The incident was reported by which noted in its website, “A CME struck Earth’s magnetic field on Feb. 20th at 10:39 UTC. The impact was weak and did not cause a strong solar storm. If this was the CME from Friday’s X2.2 flare (the jury’s still out) then NOAA’s forecast of a weak glancing blow was correct”.

CME cloud hits the Earth causing weak solar storm

The intensity of a solar storm depends on two factors. First is the amount of solar matter (CME) that interacts with the magnetic field of the Earth and second is the angle at which it strikes us. It was expected that a powerful solar flare eruption like the February 17 one would release a huge amount of CME cloud that was capable of causing a powerful solar storm event on Earth.

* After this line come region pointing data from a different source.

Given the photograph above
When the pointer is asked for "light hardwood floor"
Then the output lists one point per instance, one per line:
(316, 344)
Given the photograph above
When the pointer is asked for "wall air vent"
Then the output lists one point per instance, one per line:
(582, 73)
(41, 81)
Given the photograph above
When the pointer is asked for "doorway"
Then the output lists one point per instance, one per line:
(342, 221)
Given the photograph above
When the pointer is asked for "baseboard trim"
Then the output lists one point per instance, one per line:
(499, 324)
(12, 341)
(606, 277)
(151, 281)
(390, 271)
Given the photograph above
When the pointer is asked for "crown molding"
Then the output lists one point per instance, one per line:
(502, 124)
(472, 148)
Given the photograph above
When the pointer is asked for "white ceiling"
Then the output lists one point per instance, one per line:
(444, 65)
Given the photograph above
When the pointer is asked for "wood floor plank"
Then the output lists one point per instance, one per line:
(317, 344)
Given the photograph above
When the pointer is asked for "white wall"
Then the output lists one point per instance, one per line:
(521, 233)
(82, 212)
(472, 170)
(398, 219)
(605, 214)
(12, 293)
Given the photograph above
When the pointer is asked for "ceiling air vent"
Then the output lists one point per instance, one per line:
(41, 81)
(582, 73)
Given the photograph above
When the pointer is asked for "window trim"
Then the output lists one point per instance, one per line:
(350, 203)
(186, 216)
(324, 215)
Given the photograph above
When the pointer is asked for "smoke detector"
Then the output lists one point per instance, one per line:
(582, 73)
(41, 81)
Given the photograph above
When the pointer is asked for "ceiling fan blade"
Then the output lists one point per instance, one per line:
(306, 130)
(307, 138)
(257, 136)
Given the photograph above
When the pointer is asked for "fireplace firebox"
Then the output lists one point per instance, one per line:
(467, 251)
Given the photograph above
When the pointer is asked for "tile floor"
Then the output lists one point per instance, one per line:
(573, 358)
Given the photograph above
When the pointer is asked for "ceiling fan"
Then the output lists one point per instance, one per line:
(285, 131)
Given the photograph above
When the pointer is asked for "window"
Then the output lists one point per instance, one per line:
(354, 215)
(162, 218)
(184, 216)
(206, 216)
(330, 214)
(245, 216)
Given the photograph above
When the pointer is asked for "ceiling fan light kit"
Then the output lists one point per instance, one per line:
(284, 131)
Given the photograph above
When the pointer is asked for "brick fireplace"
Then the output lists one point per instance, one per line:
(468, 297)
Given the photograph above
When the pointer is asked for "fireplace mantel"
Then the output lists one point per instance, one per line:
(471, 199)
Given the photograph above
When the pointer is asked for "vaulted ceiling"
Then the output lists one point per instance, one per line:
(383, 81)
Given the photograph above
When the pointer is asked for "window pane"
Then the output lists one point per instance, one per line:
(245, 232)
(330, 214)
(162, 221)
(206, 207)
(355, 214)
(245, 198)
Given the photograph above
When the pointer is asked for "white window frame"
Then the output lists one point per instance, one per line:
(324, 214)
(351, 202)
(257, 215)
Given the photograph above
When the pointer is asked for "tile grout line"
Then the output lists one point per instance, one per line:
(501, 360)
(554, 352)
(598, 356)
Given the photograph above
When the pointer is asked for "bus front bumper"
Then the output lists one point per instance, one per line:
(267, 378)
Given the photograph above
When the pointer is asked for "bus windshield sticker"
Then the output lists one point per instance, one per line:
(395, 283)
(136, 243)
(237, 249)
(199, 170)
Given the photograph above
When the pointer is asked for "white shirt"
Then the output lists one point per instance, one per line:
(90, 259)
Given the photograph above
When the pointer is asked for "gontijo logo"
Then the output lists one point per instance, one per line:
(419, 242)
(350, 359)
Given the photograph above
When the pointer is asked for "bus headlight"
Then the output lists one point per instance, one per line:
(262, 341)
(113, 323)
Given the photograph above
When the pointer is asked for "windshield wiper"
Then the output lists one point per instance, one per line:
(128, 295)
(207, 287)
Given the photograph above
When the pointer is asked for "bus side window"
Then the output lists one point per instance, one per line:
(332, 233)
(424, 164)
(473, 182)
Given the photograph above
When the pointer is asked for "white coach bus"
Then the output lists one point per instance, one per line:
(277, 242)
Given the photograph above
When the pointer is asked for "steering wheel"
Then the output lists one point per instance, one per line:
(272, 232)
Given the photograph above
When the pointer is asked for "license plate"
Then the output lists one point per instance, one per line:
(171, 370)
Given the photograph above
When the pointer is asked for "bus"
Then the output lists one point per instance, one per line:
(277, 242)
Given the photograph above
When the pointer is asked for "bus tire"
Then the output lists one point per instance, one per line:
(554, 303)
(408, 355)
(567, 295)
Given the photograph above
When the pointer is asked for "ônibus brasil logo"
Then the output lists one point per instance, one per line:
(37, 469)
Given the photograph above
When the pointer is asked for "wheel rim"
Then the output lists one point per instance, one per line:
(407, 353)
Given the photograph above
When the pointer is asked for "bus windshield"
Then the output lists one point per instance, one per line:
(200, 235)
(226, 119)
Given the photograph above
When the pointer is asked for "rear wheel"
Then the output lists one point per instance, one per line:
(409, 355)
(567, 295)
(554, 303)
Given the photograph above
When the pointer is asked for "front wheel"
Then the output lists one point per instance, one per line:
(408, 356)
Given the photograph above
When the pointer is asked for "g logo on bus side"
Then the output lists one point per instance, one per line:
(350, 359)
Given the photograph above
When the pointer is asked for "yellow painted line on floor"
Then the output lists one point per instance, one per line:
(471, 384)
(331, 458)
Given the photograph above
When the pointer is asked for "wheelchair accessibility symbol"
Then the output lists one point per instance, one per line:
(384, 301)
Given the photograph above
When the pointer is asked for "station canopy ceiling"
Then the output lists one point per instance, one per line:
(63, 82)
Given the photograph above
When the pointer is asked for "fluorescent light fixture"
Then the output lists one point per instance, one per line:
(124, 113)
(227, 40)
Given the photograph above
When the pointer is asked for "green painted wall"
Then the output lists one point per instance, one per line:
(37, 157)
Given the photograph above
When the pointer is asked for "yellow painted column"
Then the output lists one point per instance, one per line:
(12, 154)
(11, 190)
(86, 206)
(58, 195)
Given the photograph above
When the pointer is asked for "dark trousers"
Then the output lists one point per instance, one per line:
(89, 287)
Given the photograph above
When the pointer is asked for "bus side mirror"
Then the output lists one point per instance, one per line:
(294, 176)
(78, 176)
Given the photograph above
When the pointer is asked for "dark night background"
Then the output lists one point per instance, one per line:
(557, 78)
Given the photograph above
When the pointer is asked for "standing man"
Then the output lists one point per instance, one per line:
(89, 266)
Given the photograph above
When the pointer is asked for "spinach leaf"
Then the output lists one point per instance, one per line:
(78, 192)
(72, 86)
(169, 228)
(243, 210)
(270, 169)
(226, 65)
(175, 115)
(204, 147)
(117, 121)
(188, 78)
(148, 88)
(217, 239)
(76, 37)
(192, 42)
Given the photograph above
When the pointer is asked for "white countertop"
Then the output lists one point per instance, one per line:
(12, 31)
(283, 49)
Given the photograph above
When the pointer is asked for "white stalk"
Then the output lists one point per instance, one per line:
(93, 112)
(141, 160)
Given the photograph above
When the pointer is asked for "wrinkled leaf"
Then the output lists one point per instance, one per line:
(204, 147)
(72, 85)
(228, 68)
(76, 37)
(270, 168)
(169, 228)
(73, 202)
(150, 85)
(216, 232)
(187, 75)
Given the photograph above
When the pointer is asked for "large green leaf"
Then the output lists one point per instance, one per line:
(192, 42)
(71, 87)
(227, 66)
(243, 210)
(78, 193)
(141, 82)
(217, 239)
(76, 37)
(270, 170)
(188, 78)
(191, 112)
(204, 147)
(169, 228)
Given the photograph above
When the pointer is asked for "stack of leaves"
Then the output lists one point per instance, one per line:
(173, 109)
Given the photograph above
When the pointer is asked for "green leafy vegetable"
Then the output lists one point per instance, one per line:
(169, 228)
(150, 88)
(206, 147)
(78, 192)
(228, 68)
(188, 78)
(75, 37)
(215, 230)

However, we got lucky as the eruption on the Sun was not at the dead center of the Earth-facing disk. As a result, by the time the CME cloud reached our planet, it could only strike glancing blows and a large part of the cloud never made contact with the Earth. This resulted in a heavily weakened solar storm.

If the Earth had to suffer the full brunt of the cloud, it could have resulted in a dangerous solar storm. It could potentially damage satellites, break down mobile networks and internet services, cause power grid failures and corrupt sensitive ground-based electronics such as pacemakers and ventilators.

For now, the Earth lucked out, so to speak. But the Sun is far from done with its chaotic solar activities and another big solar storm could just be around the corner.